Em seu trabalho ―As Filosofias do Renascimento” (publicado em 1971), Heline Védrine discute essa nova concepção do mundo. Nicolau de Cusa, Marcelo Ficino, Pico Della Mirândola e Pomponazzi são alguns dos mais ilustres neoplatônicos e aristotélicos em franco desentendimento com a escolástica. Os constantes choques entre a fé e a razão acabam por liberar essa última da primeira.

Embora não sendo matemático, Nicolau de Cusa prenuncia uma concepção matemática do mundo considerando que Deus criou tudo com conta, peso e medida. Afirma também que o sol e não a terra encontra-se no centro das esferas terrestres. A estrutura matemática dessa nova concepção do mundo é apresentada por Copérnico. Assim, o sistema astronômico de Ptolomeu está abalado. Mas, se a Terra não é o centro do universo por que pensar num novo

centro? Por que pensar em um universo finito, fechado e limitado como diziam Platão e Aristóteles? O universo não pode ser infinito? Com esta questão Giordano Bruno em sua obra ―Sobre o Infinito, o Universo e os Mundos” (de 1584) abala a física aristotélica e acaba condenado à fogueira.

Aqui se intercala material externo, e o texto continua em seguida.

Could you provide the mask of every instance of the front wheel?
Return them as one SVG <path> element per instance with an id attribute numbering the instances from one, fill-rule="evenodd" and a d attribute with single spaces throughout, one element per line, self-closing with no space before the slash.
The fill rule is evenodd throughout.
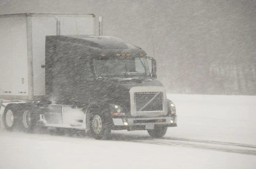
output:
<path id="1" fill-rule="evenodd" d="M 152 130 L 148 130 L 147 132 L 149 135 L 154 138 L 162 137 L 167 131 L 167 127 L 155 127 Z"/>
<path id="2" fill-rule="evenodd" d="M 111 130 L 108 127 L 102 114 L 92 114 L 90 118 L 90 135 L 96 139 L 107 139 L 110 135 Z"/>
<path id="3" fill-rule="evenodd" d="M 22 122 L 24 130 L 26 132 L 31 132 L 36 126 L 35 115 L 30 110 L 23 111 Z"/>

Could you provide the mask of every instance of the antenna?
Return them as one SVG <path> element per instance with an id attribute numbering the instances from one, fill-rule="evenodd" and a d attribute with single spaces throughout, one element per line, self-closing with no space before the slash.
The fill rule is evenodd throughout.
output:
<path id="1" fill-rule="evenodd" d="M 99 16 L 99 35 L 102 36 L 103 35 L 103 30 L 102 29 L 102 16 Z"/>
<path id="2" fill-rule="evenodd" d="M 77 31 L 77 20 L 76 21 L 76 38 L 78 38 L 78 33 Z M 77 39 L 78 40 L 78 39 Z"/>
<path id="3" fill-rule="evenodd" d="M 151 22 L 150 22 L 150 28 L 151 30 L 151 38 L 152 39 L 152 44 L 153 45 L 153 53 L 154 54 L 154 58 L 155 58 L 155 47 L 154 44 L 154 40 L 153 39 L 153 34 L 152 33 L 152 24 L 151 24 Z"/>

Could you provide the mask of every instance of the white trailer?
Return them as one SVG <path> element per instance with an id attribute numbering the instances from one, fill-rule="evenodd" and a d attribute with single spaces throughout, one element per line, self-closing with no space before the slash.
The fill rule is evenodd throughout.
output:
<path id="1" fill-rule="evenodd" d="M 0 15 L 0 98 L 44 95 L 45 36 L 95 35 L 95 19 L 88 14 Z"/>

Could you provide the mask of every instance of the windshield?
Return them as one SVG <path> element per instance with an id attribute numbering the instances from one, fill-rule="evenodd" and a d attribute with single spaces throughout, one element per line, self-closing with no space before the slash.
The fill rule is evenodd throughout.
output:
<path id="1" fill-rule="evenodd" d="M 147 75 L 148 66 L 145 57 L 93 59 L 95 74 L 104 75 Z"/>

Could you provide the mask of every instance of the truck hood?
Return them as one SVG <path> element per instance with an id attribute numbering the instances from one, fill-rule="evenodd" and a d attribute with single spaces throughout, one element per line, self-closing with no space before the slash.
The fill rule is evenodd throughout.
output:
<path id="1" fill-rule="evenodd" d="M 149 78 L 100 78 L 95 82 L 91 91 L 91 101 L 118 105 L 126 112 L 130 111 L 129 90 L 133 87 L 163 86 L 156 79 Z"/>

A velha ordem das coisas está sendo atacada por muitos pensadores como Erasmo de Roterdan, Rebelais e Montagne enquanto outros como Lutero, Calvino, Tomas Morus e Maquiavel apresentam novas propostas e novas explicações. A Igreja perde terreno para os comerciantes e os banqueiros. Os camponeses migram aos milhares para a cidade inviabilizando a produção auto- suficiente dos feudos porque o modo de produção feudal não é mais compatível com a realidade europeia. As corporações de artesãos se proliferam em função do crescimento urbano e o trabalho manual atinge posição de destaque nesse período.

Assim, o ser humano, outrora assustado e submetido o inexorável poder de um Deus cuja Igreja católica é seu representante na Terra e se utiliza da cosmologia aristotélica transformada em doutrina como forma de explicação do mundo, começa a se libertar. É o renascimento e o homem renascentista é livre sem ser preciso ser religioso ou nobre, basta que seja rico. A liberdade do homem se reflete no seu conceito de universo, a igreja reage, e perde.

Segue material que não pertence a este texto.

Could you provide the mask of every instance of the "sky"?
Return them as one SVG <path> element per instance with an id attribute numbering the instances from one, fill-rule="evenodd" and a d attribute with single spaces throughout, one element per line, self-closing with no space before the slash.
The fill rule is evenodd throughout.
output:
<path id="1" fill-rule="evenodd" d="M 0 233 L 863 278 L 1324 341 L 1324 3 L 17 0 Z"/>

Enquanto os artesãos produzem técnicas e instrumentos cada vez mais importantes para a estrutura econômica e social europeia, os filósofos, na trilha de Copérnico, pesquisam uma nova ordem no universo outrora aristotélico. É nesse cenário que surge Kepler, essencial no duelo entre a concepção copernicana e a concepção ptolomaica da astronomia e da física. Kepler, que, influenciado por Tycho Brahe, retoma a geometria das secções côncavas de Apolônio de Pérgamo (CHASSOT, 1994). Ele substitui o Cosmo de Aristóteles e Ptolomeu por um Universo regido por leis matemáticas estabelecidas por um Deus platônico (KOYRE, 1951). Nesse duelo, como ressalta Koyré (1973), o que importa é a substituição do Cosmo estruturado e hierarquizado de Aristóteles por um Universo regido pelas mesmas leis em toda a sua extensão. No entanto, para Koyré (1973), Kepler é um filósofo tipicamente renascentista cuja grande novidade é a ideia de que todo o universo é matemático e regido pelas mesmas leis, à maneira de Platão o Deus de Kepler constrói o mundo de forma geométrica.

Assim, a concepção do novo cosmo estava ―quase‖ pronta. Os filósofos renascentistas o elaboraram matemático e mensurável e os artesãos já possuíam técnicas para a construção de instrumentos capazes de medi-lo. A ideia da medida já amadurecera entre os geógrafos, os navegadores e os agrimensores. E, o modo de entender suas particularidades através da experimentação também já estava presente entre os navegadores, artistas e outros mestres artesãos (NASCIMENTO JÚNIOR, 2003).